Las VPP son plantas de energía basadas en la nube que agregan y manejan recursos energéticos distribuidos en distintas ubicaciones. Cónsono con las recomendaciones de EDF y de otros fiscalizadores, el Negociado identificó la priorización de las VPP como una opción ‘sin remordimientos’ y los calificó como “… una opción prometedora para Puerto Rico porque pueden satisfacer conjuntamente el deseo de los clientes de tener mayor resiliencia y control [sobre la red], y la necesidad que tiene la Autoridad de servicios de red que [la generación distribuida] y el almacenamiento pueden proveer.”

Resaltando todavía más su compromiso con la generación distribuida, el Negociado ordenó que PREPA considere las microrredes como un componente central de su futura planificación para la red. Las microrredes, que pueden funcionar a base de energía limpia y separarse de la red principal durante las emergencias, tienen un papel importante que desempeñar en el apoyo a la resiliencia comunitaria y la estabilidad de la red en todo Puerto Rico.

El Negociado de Energía de Puerto Rico también se pronunció en contra del plan de PREPA para establecer ocho “mini redes” en todo Puerto Rico, citando la falta de pruebas de que este sea el plan más rentable y eficiente para descentralizar el sistema eléctrico y maximizar la resiliencia, especialmente en comparación con otros recursos de energía distribuida más pequeños. La agencia ha ordenado a PREPA que pruebe una mini red antes de comprometerse a desarrollar otras, y que considere inversiones alternativas en cuanto a la transmisión y distribución para garantizar que el dinero invertido en mini redes -proveniente de los contribuyentes- tenga el mejor uso posible.

Mejorando la responsabilidad de PREPA

Históricamente, PREPA ha enfrentado serios cuestionamientos respecto a su toma de decisiones, y si éstas están al servicio del interés público. Gracias a los requisitos de transparencia y supervisión ampliados en el Plan de Acción Modificado, el Negociado de Energía de Puerto Rico ha demostrado su compromiso de hacer que la empresa de servicios públicos tome responsabilidad y pueda garantizar que los mandatos de la Ley 17 se vuelvan realidad.

Para asegurar que la empresa de servicios públicos sea la responsable de los objetivos energéticos establecidos en el plan modificado, PREPA debe presentar informes bienales sobre sus avances para el cumplimiento de dichos objetivos. Los informes deben incluir pronósticos estacionales de la oferta y demanda de energía del archipiélago, junto con análisis de costos para los objetivos existentes. Debido a que la mayoría de las empresas de servicios públicos de EE. UU. solamente deben presentar informes de progreso anuales, el Negociado está demostrando de esta manera su determinación de atribuir la debida responsabilidad a PREPA.

En miras del próximo IRP, el Negociado le ha encomendado a PREPA la tarea de diseñar un proceso de planificación mejorado que sea neutral al evaluar tecnologías para sus determinaciones de costos. Esto ayudará a nivelar el campo de juego entre los diferentes recursos energéticos considerados. Cuando llegue el momento de que PREPA prepare su próximo IRP, el Negociado de Energía de Puerto Rico también deberá otorgar su aprobación antes de que la empresa contrate consultores externos mediante lo que debe ser un proceso de licitación transparente y competitivo.
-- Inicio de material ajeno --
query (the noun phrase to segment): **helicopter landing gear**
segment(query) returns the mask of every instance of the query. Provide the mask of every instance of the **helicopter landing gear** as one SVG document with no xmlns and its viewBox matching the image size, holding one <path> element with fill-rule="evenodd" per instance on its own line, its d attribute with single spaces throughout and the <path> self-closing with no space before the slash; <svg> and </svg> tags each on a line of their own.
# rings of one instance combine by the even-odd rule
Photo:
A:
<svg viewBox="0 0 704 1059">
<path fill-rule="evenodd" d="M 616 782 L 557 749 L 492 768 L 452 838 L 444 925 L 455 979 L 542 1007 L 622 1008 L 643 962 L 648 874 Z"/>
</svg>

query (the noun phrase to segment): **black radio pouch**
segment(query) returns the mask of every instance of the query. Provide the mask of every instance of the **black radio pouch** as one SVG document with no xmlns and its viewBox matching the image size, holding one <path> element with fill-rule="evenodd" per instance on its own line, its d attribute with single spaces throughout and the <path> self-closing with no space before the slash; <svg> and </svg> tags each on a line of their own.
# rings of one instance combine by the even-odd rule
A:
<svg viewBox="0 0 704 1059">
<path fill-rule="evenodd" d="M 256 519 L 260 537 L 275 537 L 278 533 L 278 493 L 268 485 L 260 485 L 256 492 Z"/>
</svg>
Las comunidades y los grupos de defensa en todo Puerto Rico hicieron oír sus reclamos y llenaron las salas para emitir sus opiniones durante el período de comentarios públicos del IRP que sostuvo el Negociado de Energía de Puerto Rico. Si bien la oficina realizó un buen trabajo al brindar amplias oportunidades para comentarios públicos, se espera que este compromiso sólido y auténtico se integre de manera más completa antes y durante los futuros procedimientos del IRP.

En general, el Plan de Acción Modificado del Negociado de Energía de Puerto Rico marca un momento clave en la historia energética de Puerto Rico. El archipiélago cuenta con el potencial de transformar su red eléctrica de manera que realmente sirva a las comunidades y mejore su calidad de vida, y el Negociado dio los primeros pasos críticos para responder a los llamados locales y llevar a la realidad un sistema de energía limpio y descentralizado.